Prepare the vegetables: Grate the carrot, zucchini, and mushrooms. Finely dice the onion, you can choose to grate the onion if you prefer.
In a large pan heat the olive oil. Sauté the onion, grated carrot, and zucchini until softened and starting to go golden.
Add the tomato paste, sauté for 2-3 minutes this helps deepen the flavour.
Add the mince and the mushrooms, cook until the beef mince is browned.
Add the tinned tomatoes, dried herbs and spinach.
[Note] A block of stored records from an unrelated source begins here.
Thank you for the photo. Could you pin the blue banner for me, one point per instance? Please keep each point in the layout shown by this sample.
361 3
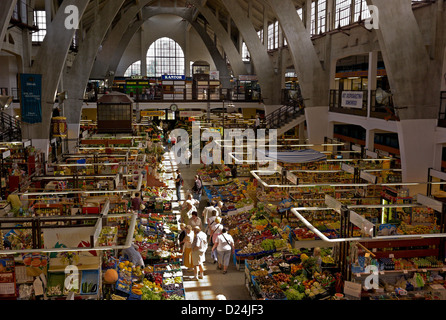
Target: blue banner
31 97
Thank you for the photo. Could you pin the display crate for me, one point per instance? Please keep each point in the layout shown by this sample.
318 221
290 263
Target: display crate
90 282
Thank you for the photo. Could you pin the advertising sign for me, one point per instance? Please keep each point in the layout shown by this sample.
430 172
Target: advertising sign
31 97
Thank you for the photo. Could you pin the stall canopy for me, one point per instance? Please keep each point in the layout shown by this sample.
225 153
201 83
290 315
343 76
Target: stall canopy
297 156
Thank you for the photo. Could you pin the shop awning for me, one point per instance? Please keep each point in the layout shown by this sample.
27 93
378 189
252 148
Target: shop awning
297 156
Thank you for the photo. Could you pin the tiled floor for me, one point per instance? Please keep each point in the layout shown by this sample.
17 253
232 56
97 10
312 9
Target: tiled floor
231 284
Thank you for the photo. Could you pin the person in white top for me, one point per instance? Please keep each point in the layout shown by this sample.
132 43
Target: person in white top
199 247
189 206
195 220
216 229
224 244
187 248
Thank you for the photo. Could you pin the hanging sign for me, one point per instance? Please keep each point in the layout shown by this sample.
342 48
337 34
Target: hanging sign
214 75
152 113
362 223
352 99
291 177
430 203
368 177
191 114
371 154
348 168
332 202
31 97
173 77
352 289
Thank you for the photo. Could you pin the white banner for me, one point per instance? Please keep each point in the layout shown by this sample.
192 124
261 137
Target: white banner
352 99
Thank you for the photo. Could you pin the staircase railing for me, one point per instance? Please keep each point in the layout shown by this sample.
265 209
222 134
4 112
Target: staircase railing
278 118
10 128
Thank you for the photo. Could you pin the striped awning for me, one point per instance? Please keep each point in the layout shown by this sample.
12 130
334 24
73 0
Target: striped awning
297 156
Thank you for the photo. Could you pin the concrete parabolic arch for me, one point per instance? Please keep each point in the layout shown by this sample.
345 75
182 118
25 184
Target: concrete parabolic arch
76 77
184 13
101 65
49 62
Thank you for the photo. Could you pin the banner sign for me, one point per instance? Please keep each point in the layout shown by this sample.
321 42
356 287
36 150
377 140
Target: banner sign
362 223
152 113
173 77
352 99
31 97
291 177
188 114
214 75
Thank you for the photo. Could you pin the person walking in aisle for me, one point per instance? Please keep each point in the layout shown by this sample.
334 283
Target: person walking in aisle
178 184
197 189
182 236
187 248
216 229
199 247
207 213
195 220
219 208
224 245
189 206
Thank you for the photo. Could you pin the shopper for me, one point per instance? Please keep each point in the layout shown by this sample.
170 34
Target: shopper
219 208
199 247
195 220
137 202
224 245
187 248
178 184
182 236
189 206
207 213
197 189
216 229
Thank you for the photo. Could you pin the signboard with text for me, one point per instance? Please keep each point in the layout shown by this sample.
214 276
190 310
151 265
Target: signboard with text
352 99
31 97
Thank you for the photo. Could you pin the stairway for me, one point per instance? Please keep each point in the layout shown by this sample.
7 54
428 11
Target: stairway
10 128
285 118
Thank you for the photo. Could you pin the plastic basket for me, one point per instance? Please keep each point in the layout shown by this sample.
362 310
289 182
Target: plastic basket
90 276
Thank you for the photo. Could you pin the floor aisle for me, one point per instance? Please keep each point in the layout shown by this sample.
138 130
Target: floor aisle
214 282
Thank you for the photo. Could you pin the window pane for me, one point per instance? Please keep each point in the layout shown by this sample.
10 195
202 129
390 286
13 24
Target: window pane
165 56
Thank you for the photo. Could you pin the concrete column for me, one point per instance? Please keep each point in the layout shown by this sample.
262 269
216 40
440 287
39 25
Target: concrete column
76 78
370 139
307 14
373 70
413 74
259 56
143 52
6 10
317 118
417 147
265 26
224 36
50 61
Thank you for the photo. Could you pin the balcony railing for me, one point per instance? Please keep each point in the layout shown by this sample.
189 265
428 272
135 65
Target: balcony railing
442 113
377 110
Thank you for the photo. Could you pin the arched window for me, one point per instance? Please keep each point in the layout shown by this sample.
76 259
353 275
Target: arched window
165 56
133 70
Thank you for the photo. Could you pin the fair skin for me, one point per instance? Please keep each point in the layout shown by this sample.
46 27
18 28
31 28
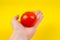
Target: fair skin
23 33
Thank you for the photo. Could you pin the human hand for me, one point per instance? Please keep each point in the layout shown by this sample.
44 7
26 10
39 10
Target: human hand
24 33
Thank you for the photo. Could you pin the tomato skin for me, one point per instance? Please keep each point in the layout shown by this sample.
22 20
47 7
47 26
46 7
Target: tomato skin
28 19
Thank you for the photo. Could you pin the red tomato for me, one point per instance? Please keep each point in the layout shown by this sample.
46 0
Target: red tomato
28 19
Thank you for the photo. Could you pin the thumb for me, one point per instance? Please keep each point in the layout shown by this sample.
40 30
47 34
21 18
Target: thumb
39 17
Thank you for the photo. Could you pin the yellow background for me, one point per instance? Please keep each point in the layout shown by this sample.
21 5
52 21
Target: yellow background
48 29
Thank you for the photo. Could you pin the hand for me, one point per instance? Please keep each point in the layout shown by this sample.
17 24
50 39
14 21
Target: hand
23 33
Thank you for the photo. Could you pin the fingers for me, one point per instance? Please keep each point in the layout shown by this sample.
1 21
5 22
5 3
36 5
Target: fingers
39 17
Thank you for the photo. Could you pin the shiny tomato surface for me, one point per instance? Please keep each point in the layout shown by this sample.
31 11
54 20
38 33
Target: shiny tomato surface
28 19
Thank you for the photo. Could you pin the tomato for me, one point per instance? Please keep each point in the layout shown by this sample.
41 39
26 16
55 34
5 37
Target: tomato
28 19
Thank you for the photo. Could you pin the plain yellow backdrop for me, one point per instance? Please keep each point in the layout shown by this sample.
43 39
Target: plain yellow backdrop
48 29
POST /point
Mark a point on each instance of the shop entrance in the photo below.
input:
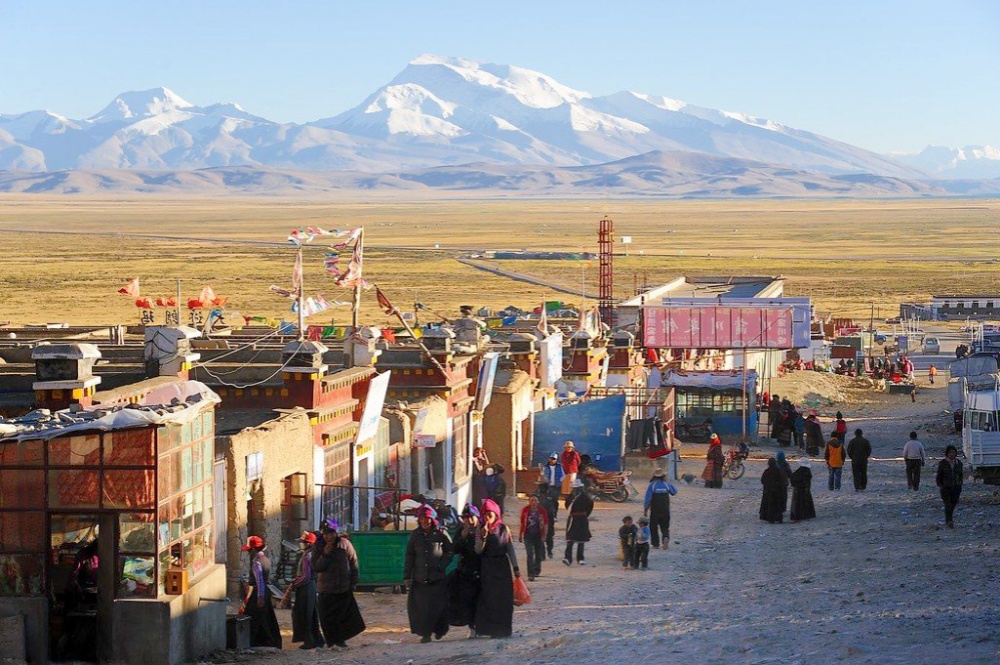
(83, 589)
If your kids are a little weary of green specks in their food please check out the tip section in this post as I have a great hack for that
Simmer for 25-30 mins until everything is well cooked, the sauce has thickened and flavourful. While the spag bol is simmering cook your chosen pasta as per the packet directions.
Serve with cooked pasta.
Notes
It can be tempting to just add all the veggies at the same time as the tinned tomatoes. The spaghetti bolognese will taste so much better if you add them in the order I've described and sauté them.
Take the time to cook off the tomato paste for a couple of minutes, it really does improve the flavour (it gets rid of the very acidic flavour tomato paste can add to a dish and instead gives richness to the spag bol sauce)
I used diced tomatoes but tomato purée or passata adds the same veggie content but will give a smoother sauce.
If your kids are weary of green things in their sauce then my tip is to make a quick smoothie. Yes, blend the tinned tomatoes and the spinach in a blender before adding them to the browned mince and mushrooms.
This spaghetti bolognese sauce can be stirred in the fridge for 3 days or frozen for up to 3 months.